- A senhora é ruim feito o demo e dura como uma pedra! Eu
vou embora pra nunca mais voltar!
- Vai começar a sobrar leite aqui em casa, até que enfim,
esse seu filho parece que tem a fome do mundo no estômago.
A porta de madeira barata e surrada de tanto uso é batida. A
mulher que sai é a quinta ou sexta filha. A sua irmã gêmea ainda permanece. A
mãe correu a espiar o sofrimento de seu fruto. Pela janela, viu uma mulher
pequena e fraca segurando um bebê em um braço e uma mala cheia no outro. Estava
um sol de rachar cuca de sertanejo e a mulher que saía tomava o gosto pela sua
coragem.
A mulher que saiu é sofredora, só chorou quando chegou à
casa do homem que amava. Ter um filho aos dezoito anos é assustador,
principalmente quando se mora em uma favela e sua mãe não aceita imperfeições
de comportamento, mesmo sendo a mulher que mais errara na vida. O pai dessa
criança é honesto... honesto até demais, por isso é pobre e raquítico. A
criança terá um futuro tortuoso, pois o amor dos pais, apesar de ser o maior do
mundo, não bastará para custear as despesas mensais. A fome e a dor de cabeça
os abaterão dali a uns dez anos. Até que eles agüentaram, dirão os conhecidos.
A mulher que saiu merecia um banquete de trinta noites, precisava mesmo engordar,
coitada. Precisava ser bem tratada e receber elogios. Na juventude, teve
coragem para seguir a sua paixão, enquanto os jovens da classe alta arriscavam-se
a seguir uma banda norte-americana.
A mãe chorou, não podia chorar ainda. Restava uma filha para
ela mostrar o seu coração empedrado. A vida é assim mesmo, se as filhas
sobrevivessem à negação de uma mãe, seriam mulheres fortes, raçudas! Aquelas
meninas seriam mulheres de caráter, sempre representando uma austeridade
militar, mas seus corações estavam desfragmentados e jamais seriam completos e
pacíficos.
A desgraça da mãe começou cedo. Não teve a sua castidade
violada como as outras colegas pobres, mas conheceu as dores de se trabalhar
cortando cana aos sete anos. As fibras de seus músculos foram forçadas demais,
causando terríveis dores musculares. Talvez isso provocou o empedramento de seu
coração, pelo possível acúmulo de fibras ao seu redor. O corpo humano é
complexo, leitores, não desconfiem de seus mecanismos de defesa, já que tais
fibras poderiam ter como função apenas a proteção do coração, que viria a
receber fortes impactos ao longo da existência da pobre mulher.

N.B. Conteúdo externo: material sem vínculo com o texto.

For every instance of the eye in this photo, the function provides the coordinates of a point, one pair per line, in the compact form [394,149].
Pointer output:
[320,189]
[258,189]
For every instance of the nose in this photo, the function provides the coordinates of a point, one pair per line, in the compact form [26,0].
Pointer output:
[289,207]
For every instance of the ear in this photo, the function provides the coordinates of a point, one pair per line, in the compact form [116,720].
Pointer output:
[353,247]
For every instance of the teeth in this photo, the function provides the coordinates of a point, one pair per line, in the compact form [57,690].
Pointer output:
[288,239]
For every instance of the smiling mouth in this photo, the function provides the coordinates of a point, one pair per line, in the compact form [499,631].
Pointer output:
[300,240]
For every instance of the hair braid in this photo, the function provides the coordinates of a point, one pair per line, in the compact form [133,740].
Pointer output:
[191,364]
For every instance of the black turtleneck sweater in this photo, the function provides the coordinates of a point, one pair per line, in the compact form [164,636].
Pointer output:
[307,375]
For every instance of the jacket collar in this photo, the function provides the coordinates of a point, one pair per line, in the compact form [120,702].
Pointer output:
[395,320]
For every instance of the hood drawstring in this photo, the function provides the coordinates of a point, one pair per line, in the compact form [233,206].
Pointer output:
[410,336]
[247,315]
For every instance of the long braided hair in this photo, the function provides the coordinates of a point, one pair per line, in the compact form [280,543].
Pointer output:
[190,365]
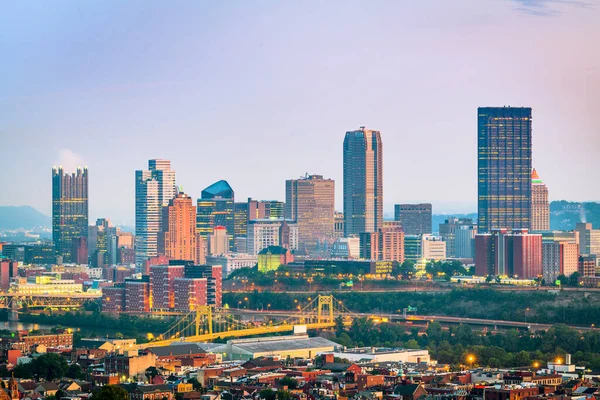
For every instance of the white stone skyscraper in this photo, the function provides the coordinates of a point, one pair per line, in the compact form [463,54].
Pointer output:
[154,188]
[363,181]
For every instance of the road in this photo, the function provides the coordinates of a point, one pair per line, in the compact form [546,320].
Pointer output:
[438,318]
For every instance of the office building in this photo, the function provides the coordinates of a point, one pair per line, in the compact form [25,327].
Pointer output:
[338,225]
[79,254]
[218,241]
[363,181]
[190,293]
[154,188]
[271,232]
[540,206]
[413,248]
[504,168]
[348,248]
[232,262]
[589,238]
[178,239]
[162,278]
[214,208]
[587,265]
[516,253]
[385,245]
[310,201]
[433,247]
[448,233]
[214,276]
[464,241]
[558,258]
[8,271]
[272,257]
[69,209]
[414,218]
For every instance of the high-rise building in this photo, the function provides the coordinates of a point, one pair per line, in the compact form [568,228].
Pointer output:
[218,241]
[516,253]
[413,250]
[559,256]
[310,201]
[363,181]
[504,168]
[414,218]
[433,247]
[69,209]
[154,188]
[385,244]
[271,232]
[464,238]
[448,233]
[540,207]
[162,278]
[215,207]
[178,239]
[589,238]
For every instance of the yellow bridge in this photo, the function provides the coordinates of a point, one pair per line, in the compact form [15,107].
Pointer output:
[18,301]
[208,323]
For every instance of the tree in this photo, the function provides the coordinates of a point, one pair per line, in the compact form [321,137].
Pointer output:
[75,372]
[574,279]
[110,392]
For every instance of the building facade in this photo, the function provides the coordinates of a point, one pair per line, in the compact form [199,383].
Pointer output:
[540,206]
[154,188]
[385,245]
[271,232]
[214,208]
[178,239]
[363,181]
[310,201]
[504,168]
[69,209]
[414,218]
[516,253]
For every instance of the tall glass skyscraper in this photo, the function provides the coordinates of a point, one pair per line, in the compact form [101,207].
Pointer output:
[504,168]
[154,188]
[215,207]
[363,181]
[69,209]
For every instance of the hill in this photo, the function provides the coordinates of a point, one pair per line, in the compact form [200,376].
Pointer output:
[22,217]
[565,214]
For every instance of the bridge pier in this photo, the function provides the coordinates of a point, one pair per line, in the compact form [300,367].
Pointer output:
[13,313]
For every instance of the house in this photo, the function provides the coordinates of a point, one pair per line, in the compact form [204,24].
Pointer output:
[149,392]
[410,391]
[47,389]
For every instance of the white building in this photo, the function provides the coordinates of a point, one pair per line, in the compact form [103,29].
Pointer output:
[233,261]
[433,247]
[263,233]
[346,248]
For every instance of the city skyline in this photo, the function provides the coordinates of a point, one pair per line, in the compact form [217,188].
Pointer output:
[143,97]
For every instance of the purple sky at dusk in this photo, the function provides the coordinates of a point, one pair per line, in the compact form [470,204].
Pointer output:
[257,92]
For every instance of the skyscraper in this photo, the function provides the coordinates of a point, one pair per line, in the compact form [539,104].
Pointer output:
[178,239]
[214,208]
[152,190]
[363,181]
[540,207]
[414,218]
[69,209]
[310,201]
[504,168]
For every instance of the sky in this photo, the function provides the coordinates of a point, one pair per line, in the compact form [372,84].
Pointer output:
[257,92]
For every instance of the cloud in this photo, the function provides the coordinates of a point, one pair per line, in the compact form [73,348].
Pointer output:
[548,8]
[69,160]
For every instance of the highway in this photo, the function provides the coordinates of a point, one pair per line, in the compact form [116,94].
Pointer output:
[418,318]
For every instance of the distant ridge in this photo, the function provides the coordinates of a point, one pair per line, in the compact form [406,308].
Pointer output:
[23,217]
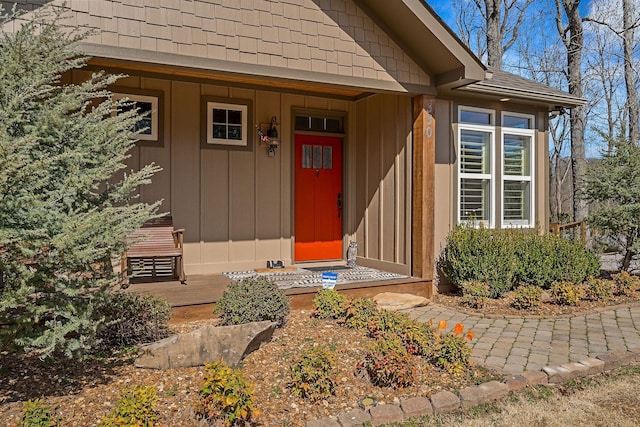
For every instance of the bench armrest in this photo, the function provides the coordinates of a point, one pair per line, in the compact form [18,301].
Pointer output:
[178,237]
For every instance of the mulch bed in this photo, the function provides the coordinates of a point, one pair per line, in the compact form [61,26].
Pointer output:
[84,392]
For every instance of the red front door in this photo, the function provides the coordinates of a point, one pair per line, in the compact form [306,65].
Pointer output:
[318,198]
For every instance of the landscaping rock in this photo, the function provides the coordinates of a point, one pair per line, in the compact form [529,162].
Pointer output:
[483,393]
[325,422]
[444,401]
[383,414]
[205,345]
[416,407]
[516,382]
[393,301]
[536,377]
[558,374]
[615,359]
[354,418]
[594,366]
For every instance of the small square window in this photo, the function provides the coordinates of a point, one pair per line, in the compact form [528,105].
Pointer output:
[475,117]
[226,123]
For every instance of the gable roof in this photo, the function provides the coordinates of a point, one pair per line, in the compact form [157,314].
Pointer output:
[502,84]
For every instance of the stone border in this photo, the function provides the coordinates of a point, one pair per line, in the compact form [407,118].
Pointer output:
[466,398]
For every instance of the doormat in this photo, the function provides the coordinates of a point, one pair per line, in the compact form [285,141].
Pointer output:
[305,278]
[328,268]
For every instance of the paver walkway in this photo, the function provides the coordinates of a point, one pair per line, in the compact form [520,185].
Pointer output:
[515,344]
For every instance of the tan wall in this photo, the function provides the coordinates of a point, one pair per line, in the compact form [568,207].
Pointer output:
[237,206]
[382,161]
[334,37]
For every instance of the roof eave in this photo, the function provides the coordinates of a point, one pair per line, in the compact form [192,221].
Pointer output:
[552,99]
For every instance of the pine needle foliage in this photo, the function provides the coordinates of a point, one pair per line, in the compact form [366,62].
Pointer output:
[65,203]
[613,183]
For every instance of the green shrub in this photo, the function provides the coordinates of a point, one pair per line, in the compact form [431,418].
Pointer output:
[505,258]
[312,374]
[225,396]
[599,289]
[135,407]
[133,319]
[452,351]
[626,284]
[475,294]
[388,363]
[482,255]
[253,300]
[359,312]
[527,297]
[330,304]
[418,338]
[566,293]
[385,322]
[36,413]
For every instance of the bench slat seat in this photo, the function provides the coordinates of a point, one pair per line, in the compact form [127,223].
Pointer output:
[156,239]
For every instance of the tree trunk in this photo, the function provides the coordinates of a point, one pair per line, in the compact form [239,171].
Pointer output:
[494,33]
[573,38]
[632,91]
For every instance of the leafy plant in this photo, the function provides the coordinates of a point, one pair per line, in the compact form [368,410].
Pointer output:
[566,293]
[614,183]
[225,396]
[36,413]
[599,289]
[527,297]
[388,363]
[135,407]
[479,254]
[359,312]
[452,351]
[133,319]
[312,374]
[252,300]
[475,294]
[626,284]
[418,338]
[505,258]
[330,304]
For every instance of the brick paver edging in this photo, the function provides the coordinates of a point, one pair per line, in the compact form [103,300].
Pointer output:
[445,401]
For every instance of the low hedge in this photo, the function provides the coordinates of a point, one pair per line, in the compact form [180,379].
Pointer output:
[504,259]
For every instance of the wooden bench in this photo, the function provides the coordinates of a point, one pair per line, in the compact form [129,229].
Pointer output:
[156,239]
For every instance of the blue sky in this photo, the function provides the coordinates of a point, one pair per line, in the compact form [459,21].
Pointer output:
[445,9]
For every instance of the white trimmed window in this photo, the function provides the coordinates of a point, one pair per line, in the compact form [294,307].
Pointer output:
[517,170]
[496,172]
[476,170]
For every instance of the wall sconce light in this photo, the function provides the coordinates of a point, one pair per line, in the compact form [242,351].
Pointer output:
[270,137]
[556,111]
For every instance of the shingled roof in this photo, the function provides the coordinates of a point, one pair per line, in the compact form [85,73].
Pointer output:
[508,85]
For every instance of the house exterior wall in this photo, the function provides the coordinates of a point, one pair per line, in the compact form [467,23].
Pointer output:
[237,206]
[383,142]
[324,36]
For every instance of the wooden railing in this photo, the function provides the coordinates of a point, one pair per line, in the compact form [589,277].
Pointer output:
[558,229]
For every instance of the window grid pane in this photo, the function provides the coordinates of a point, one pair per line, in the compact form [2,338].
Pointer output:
[474,152]
[327,160]
[307,156]
[474,199]
[516,155]
[516,201]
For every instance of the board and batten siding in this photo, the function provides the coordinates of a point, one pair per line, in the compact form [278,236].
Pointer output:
[383,175]
[237,206]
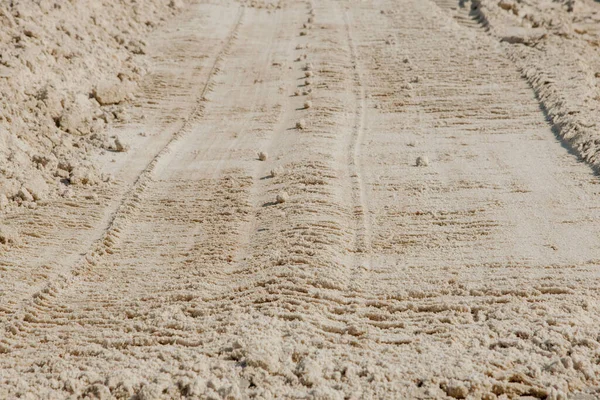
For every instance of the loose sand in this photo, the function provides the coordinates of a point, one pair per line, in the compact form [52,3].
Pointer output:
[416,218]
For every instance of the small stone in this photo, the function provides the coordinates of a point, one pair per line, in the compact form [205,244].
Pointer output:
[8,235]
[422,161]
[282,197]
[25,195]
[120,146]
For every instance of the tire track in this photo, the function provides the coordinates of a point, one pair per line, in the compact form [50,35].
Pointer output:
[363,230]
[130,201]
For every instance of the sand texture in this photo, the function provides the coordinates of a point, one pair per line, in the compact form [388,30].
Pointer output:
[337,199]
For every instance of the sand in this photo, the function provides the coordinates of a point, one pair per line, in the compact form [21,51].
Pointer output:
[426,228]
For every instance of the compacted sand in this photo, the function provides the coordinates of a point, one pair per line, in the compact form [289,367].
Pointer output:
[337,199]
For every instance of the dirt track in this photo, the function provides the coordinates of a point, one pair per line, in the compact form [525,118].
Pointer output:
[474,275]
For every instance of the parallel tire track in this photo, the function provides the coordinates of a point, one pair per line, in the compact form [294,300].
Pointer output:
[131,199]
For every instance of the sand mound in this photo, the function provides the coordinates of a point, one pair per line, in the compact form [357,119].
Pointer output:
[555,45]
[66,69]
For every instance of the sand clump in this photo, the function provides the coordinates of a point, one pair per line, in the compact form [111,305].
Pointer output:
[67,68]
[554,44]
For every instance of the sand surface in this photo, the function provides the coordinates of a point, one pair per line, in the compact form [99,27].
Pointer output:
[338,199]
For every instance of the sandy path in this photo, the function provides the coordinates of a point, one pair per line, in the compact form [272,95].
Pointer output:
[474,275]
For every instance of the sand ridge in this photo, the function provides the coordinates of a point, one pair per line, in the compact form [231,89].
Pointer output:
[332,200]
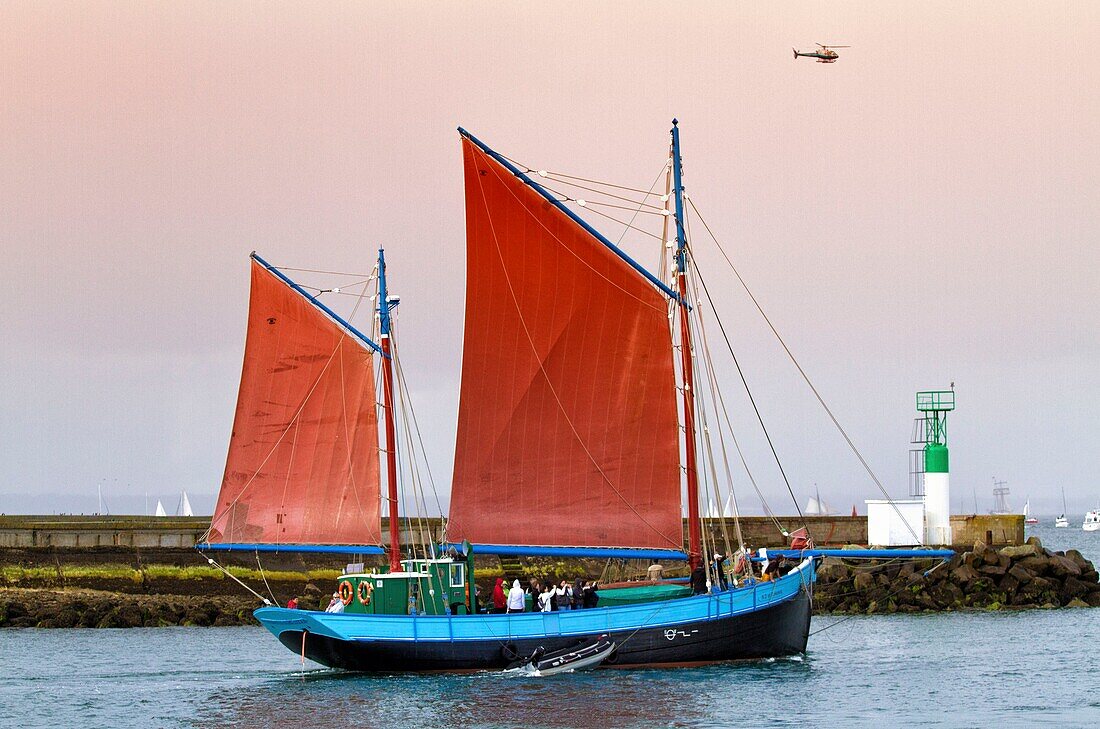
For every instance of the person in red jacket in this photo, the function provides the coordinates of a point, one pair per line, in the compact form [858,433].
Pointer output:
[499,599]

A mãe é um ser muito curioso. Possui uma ligação com seus
frutos que o pai jamais terá. Aliás, o pai saiu para comprar cigarros há
quarenta anos, se alguém souber quando ele volta, que avise. Se for preciso, a
mãe deixa o seu estômago gritar para alimentar os filhos ou sofre um acidente
para protegê-los. Essa mulher era assim, sacrificou-se durante toda a sua
existência para que suas filhas tivessem arte, educação e cultura, mas elas
saíram com coragem demais e jogaram-se de alma na primeira paixão que cruzaram,
que não foi o estudo, mas a alma e o corpo de um homem.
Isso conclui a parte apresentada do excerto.